Tonight, Cisco Systems Inc. (Nasdaq: CSCO) is hosting a Doobie Brothers concert that doubles as a telepresence demo. They'll apparently be playing at Cisco, in San Jose, with the show being beamed to other locations via telepresence. (For telepresence-challenged sites, Cisco is also broadcasting it on Ustream.)
Here's a promo photo. These guys weren't from the 70s or anything, were they?

The band still has a following. A Cisco blog entry by Doug Webster notes that a few thousand employees put in requests for the available studio audience seats.

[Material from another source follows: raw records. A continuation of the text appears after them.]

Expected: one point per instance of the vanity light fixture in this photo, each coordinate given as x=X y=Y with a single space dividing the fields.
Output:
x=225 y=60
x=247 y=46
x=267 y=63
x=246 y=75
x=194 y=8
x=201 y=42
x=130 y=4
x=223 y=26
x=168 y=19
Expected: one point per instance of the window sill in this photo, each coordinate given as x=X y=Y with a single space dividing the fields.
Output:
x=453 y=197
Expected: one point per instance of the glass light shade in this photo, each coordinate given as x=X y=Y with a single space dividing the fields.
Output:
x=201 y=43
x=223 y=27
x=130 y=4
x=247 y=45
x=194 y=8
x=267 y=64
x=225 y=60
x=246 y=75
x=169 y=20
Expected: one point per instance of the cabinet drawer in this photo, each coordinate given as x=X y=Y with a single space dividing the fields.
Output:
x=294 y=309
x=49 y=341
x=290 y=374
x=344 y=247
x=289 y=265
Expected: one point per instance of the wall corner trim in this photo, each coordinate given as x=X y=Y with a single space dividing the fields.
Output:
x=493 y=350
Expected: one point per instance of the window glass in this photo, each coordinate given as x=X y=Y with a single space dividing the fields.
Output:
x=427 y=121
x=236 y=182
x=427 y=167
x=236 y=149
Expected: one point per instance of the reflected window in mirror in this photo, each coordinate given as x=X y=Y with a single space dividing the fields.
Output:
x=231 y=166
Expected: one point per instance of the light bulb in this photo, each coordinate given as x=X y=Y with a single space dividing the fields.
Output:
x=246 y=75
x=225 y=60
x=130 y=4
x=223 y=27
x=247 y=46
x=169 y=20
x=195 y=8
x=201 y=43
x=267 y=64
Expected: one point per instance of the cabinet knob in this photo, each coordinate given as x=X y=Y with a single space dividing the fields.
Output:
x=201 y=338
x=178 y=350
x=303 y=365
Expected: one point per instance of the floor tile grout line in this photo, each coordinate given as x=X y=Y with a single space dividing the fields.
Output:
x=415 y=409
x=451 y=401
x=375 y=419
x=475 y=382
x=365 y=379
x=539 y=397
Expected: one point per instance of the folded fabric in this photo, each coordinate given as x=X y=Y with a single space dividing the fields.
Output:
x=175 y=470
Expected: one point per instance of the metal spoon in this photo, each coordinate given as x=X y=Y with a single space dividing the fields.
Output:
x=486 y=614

But man, if you want to pick a nostalgia act -- I'm not joking about Devo. Devo has a new album out, and it doesn't suck. (The Doobies, by contrast, have a new album.) Devo performed at last year's Cisco Live customer event. And Warner Bros. Records used tools from Cisco's Eos group to rebuild the Devo Website.
But Devo wouldn't fit the audience that telepresence needs to be marketed to. Even though Cisco wants to take telepresence mainstream, much of its high-end appeal is still best aimed at top executives. Those guys are more a Doobie Brothers crowd.
And I do think telepresence -- speaking of the technology, not just the Cisco product -- could remain a high-end tool. I think videoconferencing is going to head the way of phone conversations. Cellphones and speakerphones acclimated us to bad voice quality. Likewise, a middling Skype video call on an iPhone (once such a thing exists) is going to be the norm for person-to-person video, leaving full-screen telepresence as more of a tool for executives and large groups.
— Craig Matsumoto, West Coast Editor, Light Reading
I agree with you that Skype on iPhone (when such a thing exists) will be far more the norm. But I will say, having experience both Cisco's and HP's telepresence in the last year, they are SWEET systems. They have really done a nice job making it look like everybody is seated around a big round table. When placed correctly and calibrated, the table top you're sitting behind locally merges seamlessly with the remote table tops. If you have a multi-way conference, of up to something like 4 sites, everybody is visible as if sitting around the table. The sites are also located in the correct relative positions at each such such that when somebody talks, everybody's eyes move the right direction to look at the talker. It's very realistic. Having been using video conference equipment since 1989, I can tell you that we have come a long way.
That said, I spend far more time on Skype and Google Chat calls than I do on those high-end systems.